Claude Rex Nowell (November 2, 1944 – January 29, 2008), also known as Corky King, Corky Ra, and Summum Bonum Amon Ra, was an American businessman and founder of Summum, a 501(c)(3), philosophical and religious organization that practices a modern form of mummification.

Early life and education
Nowell was born in Salt Lake City, Utah. When he was four years old, his parents divorced and he and his mother moved to Southern California. That same year (1948), his mother married Robert Williamson King and she had Claude's name legally changed to Claude Rex King. When he was young, Claude was given the nickname "Corky" which was how he was known to friends and family.

Up until 1959, Nowell lived in Monrovia, California. Then his family moved to Tustin, California, where he graduated from Tustin High School in 1962. He went on to attend Orange Coast College in Costa Mesa and earned an Associate of Science in Construction Technology. Nowell moved back to Salt Lake City in 1964 and legally changed his name back to Claude Rex Nowell.
He attended Brigham Young University and graduated from the University of Utah.

Career

Founding of Summum
In 1975, Nowell founded Summum following an experience he describes as an encounter with highly intelligent beings. The purpose of Summum is to share with others the information he received from his encounter and to provide an environment for those on a path of spiritual development. In 1980, Nowell legally changed his name to Summum Bonum Amon Ra as a representation of his spiritual path.

Pyramid and winery
In 1978, Nowell began construction of a pyramid that would be used as a winery to produce Summum Soma Nectar.

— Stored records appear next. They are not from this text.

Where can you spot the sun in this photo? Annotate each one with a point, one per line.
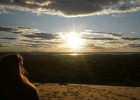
(73, 40)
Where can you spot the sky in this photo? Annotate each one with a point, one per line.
(69, 25)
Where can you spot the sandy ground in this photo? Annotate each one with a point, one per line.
(51, 91)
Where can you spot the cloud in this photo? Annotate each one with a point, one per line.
(9, 38)
(28, 32)
(134, 45)
(73, 7)
(42, 36)
(1, 45)
(18, 30)
(34, 39)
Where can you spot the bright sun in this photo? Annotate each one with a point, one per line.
(73, 40)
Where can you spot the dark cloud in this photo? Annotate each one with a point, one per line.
(98, 38)
(17, 30)
(109, 33)
(131, 39)
(9, 38)
(42, 36)
(134, 45)
(1, 45)
(72, 7)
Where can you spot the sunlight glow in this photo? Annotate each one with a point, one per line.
(73, 40)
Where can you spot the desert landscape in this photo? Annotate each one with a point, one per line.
(55, 91)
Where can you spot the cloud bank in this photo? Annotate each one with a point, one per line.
(71, 7)
(35, 39)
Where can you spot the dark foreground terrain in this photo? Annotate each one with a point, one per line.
(98, 69)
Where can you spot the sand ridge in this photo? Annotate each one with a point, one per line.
(55, 91)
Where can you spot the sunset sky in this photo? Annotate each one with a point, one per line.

Despite Utah's strict liquor laws and the rigid controls it places on alcoholic beverages, a Utah law allowed him to establish the winery provided the wine was used for religious purposes. The winery was established in 1980 and is one of very few in the state of Utah. The Soma Nectar is also referred to as Nectar Publications and are used in a practice of meditation for the purpose of developing mystical potentials.

Modern mummification
Through Summum, Nowell re-introduced mummification in a modernized form and at one point was a licensed funeral director in the state of California. Nowell has been referred to as "the father of modern mummification," and the mummification services offered by Summum have received attention in international publications.
The process begins with the body's submersion in fluids for 77 days and is complex, requiring about 1,000 hours of labor over six months. Those wishing to be mummified write a "spiritual will" outlining where they hope their soul will go in the next lifetime, to be read to their body at least once a day during its 77 days of submersion.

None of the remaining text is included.